Arbeitszeitreport 2016: Überstunden sind ungesund
Fünf Überstunden wöchentlich absolvieren deutsche Arbeitnehmer im Durchschnitt – und das hat gesundheitliche Auswirkungen. Das geht aus dem Arbeitszeitreport 2016 der Bundesanstalt für Arbeitsschutz und Arbeitsmedizin (baua) hervor. Der Report untersucht im Auftrag des Bundesarbeitsministeriums den Wandel der Arbeitszeiten abhängig Beschäftigter.
von Gerrit Wustmann
© Michail Panagiotidis / 123rf

Die Arbeitswelt wandelt sich. Atypische Beschäftigungsverhältnisse nehmen zu. Es wird Einsatz und Flexibilität verlangt. Aber auch neue Modelle wie das Arbeiten im Home Office werden ausprobiert, neben Experimenten mit Shared Office Spaces. Im Zentrum der Diskussionen steht oft die Frage nach der Work-Life-Balance. Für diese ist nicht nur der Einsatzort entscheidend, sondern auch die Arbeitszeit.

Durchschnittlich 5 Überstunden pro Woche

Für den Report befragte die baua im vergangenen Jahr 20.000 Erwerbstätige in einer telefonischen Umfrage. Dabei kam heraus, dass Vollzeitbeschäftigte im Schnitt mehr als 43 Stunden pro Woche arbeiten – obwohl vertraglich durchschnittlich nur 38,6 Stunden vereinbart sind. Das heißt im Klartext: Die deutschen Arbeitnehmer häufen wöchentlich fünf Überstunden an. Eine pro Arbeitstag. Aufs Jahr gerechnet macht das weit über 200 Überstunden pro Beschäftigtem. Was eine bereits etwas ältere Theorie beweist: Würden Überstunden stärker reglementiert, könnten Millionen neue Jobs geschaffen werden.

„Die im Durchschnitt längsten Arbeitszeiten existieren in der Industrie und im Handwerk, was unter anderem mit der nur wenig verbreiteten Teilzeitarbeit in diesen Bereichen zu erklären ist“, heißt es im Report. Interessant ist vor allem ein Ergebnis: „Bereits ab 2 Überstunden werden deutlich häufiger gesundheitliche Beschwerden genannt und mit steigender Überstundenzahl nehmen insbesondere körperliche Erschöpfung und Schlafstörungen zu.“ Auch alarmierend: Wer länger arbeitet lässt öfter seine Pausen ausfallen – eine Kombination, die arbeitsrechtlich unzulässig ist.

Mangelnde Flexibilität in kleinen Unternehmen

Fast die Hälfte (43%) der Beschäftigten arbeiten mindestens einmal pro Monat am Wochenende, also auch an Sonn- und Feiertagen. Dominierend ist aber trotz aller Entwicklungen das klassische Arbeitszeitmodell. Demnach arbeiten 80% aller Befragten wochentags zwischen 7 und 19 Uhr. „Arbeit außerhalb dieser Zeiten geht tendenziell mit schlechterer Gesundheit und Unzufriedenheit einher.“ Und auch Arbeit in wechselnden Schichten erhöht die gesundheitlichen Risiken. Ebenso wie Arbeit auf Abruf, von der rund 7% der Beschäftigten betroffen sind.

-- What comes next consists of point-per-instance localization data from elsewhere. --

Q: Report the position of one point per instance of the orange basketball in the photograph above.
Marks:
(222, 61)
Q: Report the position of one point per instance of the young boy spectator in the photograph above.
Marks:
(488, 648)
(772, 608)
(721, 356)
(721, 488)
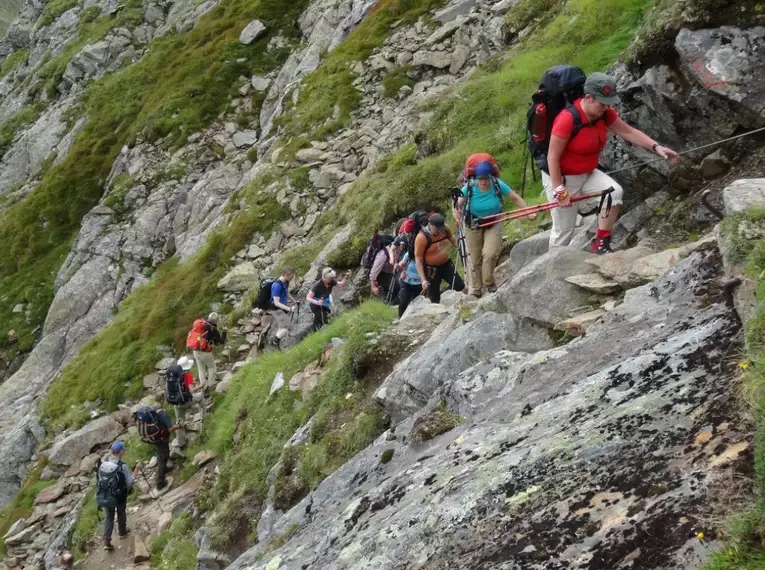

Unter mangelnder Flexibilität leiden vor allem Mitarbeiter kleiner Unternehmen. Je größer ein Unternehmen, desto eher haben die Mitarbeiter Einfluss auf ihre Arbeits- und Freizeiten. Dennoch gab knapp die Hälfte der Befragten in Vollzeit an, ihre Arbeitszeit gerne reduzieren zu wollen. Das widerspricht der bisher verbreiteten Behauptung widerspricht, Arbeitnehmer würden gerne mehr arbeiten. Dieser Wunsch findet sich überwiegend nur bei Teilzeit-Beschäftigten, die dafür monetäre Gründe angeben. Heißt: Sie kommen mit ihrem Lohn nicht aus.

Fast ein Viertel der Arbeitnehmer (22%) muss dem Unternehmen auch außerhalb der regulären Arbeitszeiten zur Verfügung stehen. Überraschenderweise kommt das vor allem in kleineren Betrieben vor.

Die Arbeitszeit „so zu gestalten, dass es dem Erhalt der Gesundheit und Zufriedenheit von Beschäftigten dient, ist eine Aufgabe, der sich die Arbeitswelt schon jetzt und noch stärker in den nächsten Jahren stellen muss“, schließt der Report in seinem Fazit. Die Erhebung soll fortan alle sechs Jahre stattfinden und über Fortschritte und Entwicklungen berichten.